Predicting Engine Failure using C-MAPSS data

04 Jun 2018

As a Mechanical Engineer, I wished to combine the worlds of Engines and Machine Learning in a project. To that effect, I decided to use some data generated using the Modular Aero-Propulsion System Simulation (MAPSS), specifically it’s commercial version known as C-MAPSS.

The commercial versions, C-MAPSS and C-MAPSS40k, represent high-bypass engines capable of 90,000 lbf thrust and 40,000 lbf thrust, respectively.

This dataset was made available by NASA for research on prognostic/preventive maintenance of engines.

Background

Turbofan Engines are the kind of engines used in airplanes and jets. They work by sucking air into the front of the engine using a fan. From there, the engine compresses the air, mixes fuel with it, ignites the fuel/air mixture, and shoots it out the back of the engine, creating thrust.

alt_text

Maintenance of these bad boys can get really expensive yet remains extremely important, as failure can result in catastrophes.

The aim of this model is to potentially:

->Provide critical information and an estimate of the health of an engine.

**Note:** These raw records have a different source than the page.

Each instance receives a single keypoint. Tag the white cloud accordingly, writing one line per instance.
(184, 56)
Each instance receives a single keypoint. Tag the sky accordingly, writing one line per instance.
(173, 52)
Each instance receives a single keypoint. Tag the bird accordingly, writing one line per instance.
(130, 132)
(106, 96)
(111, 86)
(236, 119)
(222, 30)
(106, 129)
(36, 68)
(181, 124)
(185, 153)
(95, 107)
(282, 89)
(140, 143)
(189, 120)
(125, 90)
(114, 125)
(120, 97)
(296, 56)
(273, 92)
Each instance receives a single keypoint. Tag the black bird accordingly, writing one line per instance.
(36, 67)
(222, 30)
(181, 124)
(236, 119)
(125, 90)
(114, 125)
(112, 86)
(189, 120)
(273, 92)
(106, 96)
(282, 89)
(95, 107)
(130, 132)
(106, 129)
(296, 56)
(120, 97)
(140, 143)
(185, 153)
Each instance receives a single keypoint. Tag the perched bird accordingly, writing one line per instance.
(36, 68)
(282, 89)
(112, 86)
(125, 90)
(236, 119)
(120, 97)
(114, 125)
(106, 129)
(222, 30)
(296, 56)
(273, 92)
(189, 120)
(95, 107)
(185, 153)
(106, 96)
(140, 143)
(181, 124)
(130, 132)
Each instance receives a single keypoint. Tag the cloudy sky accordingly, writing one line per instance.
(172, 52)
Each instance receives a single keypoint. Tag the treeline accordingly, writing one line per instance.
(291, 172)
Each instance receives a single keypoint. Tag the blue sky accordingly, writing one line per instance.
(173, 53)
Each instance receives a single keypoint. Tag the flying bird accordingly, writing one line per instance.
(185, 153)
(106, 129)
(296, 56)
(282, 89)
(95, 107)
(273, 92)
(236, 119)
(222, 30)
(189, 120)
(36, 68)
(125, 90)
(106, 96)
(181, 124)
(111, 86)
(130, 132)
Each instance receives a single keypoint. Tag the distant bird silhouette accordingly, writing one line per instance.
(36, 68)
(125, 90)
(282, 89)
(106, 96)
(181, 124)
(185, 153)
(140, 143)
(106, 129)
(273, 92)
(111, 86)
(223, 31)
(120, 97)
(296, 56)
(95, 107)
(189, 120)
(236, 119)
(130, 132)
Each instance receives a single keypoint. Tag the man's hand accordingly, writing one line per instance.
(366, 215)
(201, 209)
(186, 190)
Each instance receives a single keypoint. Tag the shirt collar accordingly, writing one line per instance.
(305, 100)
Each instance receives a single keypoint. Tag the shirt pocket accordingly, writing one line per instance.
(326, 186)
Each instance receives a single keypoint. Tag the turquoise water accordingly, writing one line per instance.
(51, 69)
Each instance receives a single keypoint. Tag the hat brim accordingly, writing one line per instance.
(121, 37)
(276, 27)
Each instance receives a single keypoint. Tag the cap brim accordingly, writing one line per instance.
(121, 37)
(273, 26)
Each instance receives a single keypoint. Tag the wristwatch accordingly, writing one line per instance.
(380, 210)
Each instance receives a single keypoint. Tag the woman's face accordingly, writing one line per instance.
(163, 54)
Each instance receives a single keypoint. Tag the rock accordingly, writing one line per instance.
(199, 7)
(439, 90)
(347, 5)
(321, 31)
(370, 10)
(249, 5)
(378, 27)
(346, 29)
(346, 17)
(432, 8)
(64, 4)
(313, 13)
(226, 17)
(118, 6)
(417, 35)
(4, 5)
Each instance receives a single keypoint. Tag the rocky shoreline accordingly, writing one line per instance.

->Lead to cost savings by avoiding unscheduled maintenance.

->Increase equipment usage.

Engine Degradation Simulation

I used the Turbofan Engine Degradation Simulation Dataset.

From the website:

“Engine degradation simulation was carried out using C-MAPSS. Four different were sets simulated under different combinations of operational conditions and fault modes. Records several sensor channels to characterize fault evolution. The data set was provided by the Prognostics CoE at NASA Ames.”

“Data sets consist of multiple multivariate time series. Each data set is further divided into training and test subsets. Each time series is from a different engine ñ i.e., the data can be considered to be from a fleet of engines of the same type. Each engine starts with different degrees of initial wear and manufacturing variation which is unknown to the user. This wear and variation is considered normal, i.e., it is not considered a fault condition. There are three operational settings that have a substantial effect on engine performance. These settings are also included in the data. The data are contaminated with sensor noise.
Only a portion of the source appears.